La région sud du Guyana est considérée comme l'un des piliers du Système national d'aires protégées. Conservation International et le gouvernement du Guyana ont signé, le 23 novembre, un Mémorandum d'entente où ils accordent leur collaboration réciproque afin de déclarer la région sud du Guyana aire protégée. D'après les termes du Mémorandum d'entente, Conservation International doit fournir, entre autres, un million de dollars destinés à la création de mécanismes financiers capables de couvrir les coûts à long terme de l'aménagement des aires protégées du Guyana.
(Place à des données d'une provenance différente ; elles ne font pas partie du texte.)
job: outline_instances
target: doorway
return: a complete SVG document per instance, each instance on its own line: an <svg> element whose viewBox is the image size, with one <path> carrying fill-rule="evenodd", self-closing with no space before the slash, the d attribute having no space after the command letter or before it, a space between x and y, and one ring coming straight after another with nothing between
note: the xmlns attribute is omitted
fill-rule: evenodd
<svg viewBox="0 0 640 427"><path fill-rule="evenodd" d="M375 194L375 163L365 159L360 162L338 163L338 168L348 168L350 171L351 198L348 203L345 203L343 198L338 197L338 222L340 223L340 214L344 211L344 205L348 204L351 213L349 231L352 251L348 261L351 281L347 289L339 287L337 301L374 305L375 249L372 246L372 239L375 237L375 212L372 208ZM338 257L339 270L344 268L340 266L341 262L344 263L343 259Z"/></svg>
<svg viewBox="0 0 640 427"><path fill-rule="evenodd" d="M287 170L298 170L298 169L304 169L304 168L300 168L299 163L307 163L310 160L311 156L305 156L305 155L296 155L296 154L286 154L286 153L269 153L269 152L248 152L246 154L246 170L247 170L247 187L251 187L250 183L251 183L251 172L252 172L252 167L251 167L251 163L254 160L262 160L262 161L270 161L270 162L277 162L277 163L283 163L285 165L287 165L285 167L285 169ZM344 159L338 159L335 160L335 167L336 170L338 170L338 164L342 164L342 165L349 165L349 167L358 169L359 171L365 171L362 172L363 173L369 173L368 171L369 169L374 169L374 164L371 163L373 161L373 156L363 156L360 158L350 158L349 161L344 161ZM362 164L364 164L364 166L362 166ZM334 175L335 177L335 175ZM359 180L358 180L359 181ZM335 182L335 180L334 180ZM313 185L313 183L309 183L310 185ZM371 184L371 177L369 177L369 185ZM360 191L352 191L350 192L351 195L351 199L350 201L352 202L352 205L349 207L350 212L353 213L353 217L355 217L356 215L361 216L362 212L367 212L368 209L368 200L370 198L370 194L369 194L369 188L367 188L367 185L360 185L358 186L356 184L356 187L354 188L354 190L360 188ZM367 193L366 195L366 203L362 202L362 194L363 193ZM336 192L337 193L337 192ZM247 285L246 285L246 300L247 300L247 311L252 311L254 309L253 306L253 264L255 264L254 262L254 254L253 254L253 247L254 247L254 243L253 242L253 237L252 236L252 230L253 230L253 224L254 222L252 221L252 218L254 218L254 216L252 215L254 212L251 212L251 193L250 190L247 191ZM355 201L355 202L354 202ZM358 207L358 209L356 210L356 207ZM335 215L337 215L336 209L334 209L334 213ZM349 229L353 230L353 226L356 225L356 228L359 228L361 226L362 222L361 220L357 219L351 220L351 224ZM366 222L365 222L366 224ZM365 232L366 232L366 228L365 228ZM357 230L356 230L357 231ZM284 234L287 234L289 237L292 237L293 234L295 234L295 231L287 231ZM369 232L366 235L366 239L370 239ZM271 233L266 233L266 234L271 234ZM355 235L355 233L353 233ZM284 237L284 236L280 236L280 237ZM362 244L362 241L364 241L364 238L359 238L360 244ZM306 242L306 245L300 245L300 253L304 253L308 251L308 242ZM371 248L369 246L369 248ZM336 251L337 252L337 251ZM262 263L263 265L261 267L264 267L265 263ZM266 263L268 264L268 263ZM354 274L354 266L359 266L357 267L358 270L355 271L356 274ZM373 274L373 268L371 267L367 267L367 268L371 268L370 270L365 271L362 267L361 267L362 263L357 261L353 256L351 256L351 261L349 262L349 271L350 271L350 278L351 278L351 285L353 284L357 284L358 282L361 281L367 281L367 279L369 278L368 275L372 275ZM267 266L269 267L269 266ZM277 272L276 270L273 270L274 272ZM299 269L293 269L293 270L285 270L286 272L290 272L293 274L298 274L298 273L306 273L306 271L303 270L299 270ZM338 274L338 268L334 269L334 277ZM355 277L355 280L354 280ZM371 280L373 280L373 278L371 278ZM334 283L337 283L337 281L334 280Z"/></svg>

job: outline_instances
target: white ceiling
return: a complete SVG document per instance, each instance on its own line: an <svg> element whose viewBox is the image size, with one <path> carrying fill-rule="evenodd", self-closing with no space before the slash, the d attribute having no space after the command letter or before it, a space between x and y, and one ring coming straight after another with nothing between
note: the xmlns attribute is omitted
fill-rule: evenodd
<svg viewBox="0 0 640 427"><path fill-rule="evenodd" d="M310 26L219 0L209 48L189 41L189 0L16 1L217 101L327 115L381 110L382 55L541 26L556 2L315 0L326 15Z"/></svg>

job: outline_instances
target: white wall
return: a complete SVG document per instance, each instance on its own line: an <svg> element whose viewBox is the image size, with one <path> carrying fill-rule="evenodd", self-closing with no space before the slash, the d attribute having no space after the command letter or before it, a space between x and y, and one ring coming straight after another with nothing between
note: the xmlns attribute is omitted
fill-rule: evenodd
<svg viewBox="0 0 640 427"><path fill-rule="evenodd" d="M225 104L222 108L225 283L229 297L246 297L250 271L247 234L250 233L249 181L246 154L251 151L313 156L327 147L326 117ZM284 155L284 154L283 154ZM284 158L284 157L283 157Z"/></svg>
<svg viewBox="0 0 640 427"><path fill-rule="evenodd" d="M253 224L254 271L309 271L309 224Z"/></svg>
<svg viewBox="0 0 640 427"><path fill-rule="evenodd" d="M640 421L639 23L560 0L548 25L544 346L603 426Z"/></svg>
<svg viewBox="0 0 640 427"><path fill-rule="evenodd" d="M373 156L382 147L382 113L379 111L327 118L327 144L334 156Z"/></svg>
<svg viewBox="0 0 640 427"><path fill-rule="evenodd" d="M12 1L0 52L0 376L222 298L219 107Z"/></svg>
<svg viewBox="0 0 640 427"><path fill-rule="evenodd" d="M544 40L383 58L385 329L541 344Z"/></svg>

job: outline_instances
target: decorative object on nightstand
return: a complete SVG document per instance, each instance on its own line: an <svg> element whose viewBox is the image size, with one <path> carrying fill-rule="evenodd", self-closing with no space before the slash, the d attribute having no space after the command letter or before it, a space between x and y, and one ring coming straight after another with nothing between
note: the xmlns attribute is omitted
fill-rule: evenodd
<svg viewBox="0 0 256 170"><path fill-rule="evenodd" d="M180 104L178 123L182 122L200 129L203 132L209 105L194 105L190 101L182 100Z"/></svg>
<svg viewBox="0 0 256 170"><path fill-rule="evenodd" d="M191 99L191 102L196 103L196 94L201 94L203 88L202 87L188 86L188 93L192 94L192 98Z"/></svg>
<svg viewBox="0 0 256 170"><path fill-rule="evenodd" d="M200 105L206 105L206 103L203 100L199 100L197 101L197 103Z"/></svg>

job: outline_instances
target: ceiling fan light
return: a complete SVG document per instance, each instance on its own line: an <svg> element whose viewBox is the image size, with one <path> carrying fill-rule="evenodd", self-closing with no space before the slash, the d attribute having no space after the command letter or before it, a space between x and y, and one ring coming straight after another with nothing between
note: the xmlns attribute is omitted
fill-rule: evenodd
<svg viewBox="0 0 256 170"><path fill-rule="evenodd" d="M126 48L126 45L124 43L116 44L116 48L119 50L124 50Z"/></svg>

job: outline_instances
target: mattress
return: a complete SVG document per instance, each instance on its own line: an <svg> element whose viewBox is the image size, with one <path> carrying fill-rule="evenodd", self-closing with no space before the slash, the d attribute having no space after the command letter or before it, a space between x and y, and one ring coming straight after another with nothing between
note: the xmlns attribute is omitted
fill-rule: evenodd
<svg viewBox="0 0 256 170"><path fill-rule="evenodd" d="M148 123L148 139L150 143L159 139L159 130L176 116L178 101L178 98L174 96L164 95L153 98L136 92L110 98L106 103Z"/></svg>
L'institution versera un deuxième million de dollars si le gouvernement déclare la région sud du Guyana aire protégée avant le 30 juin 2003. Conservation International s'engage également, d'après le mémorandum, à chercher des financements auprès de donneurs privés, des gouvernements et des organismes internationaux, afin d'augmenter le capital des mécanismes financiers proposés.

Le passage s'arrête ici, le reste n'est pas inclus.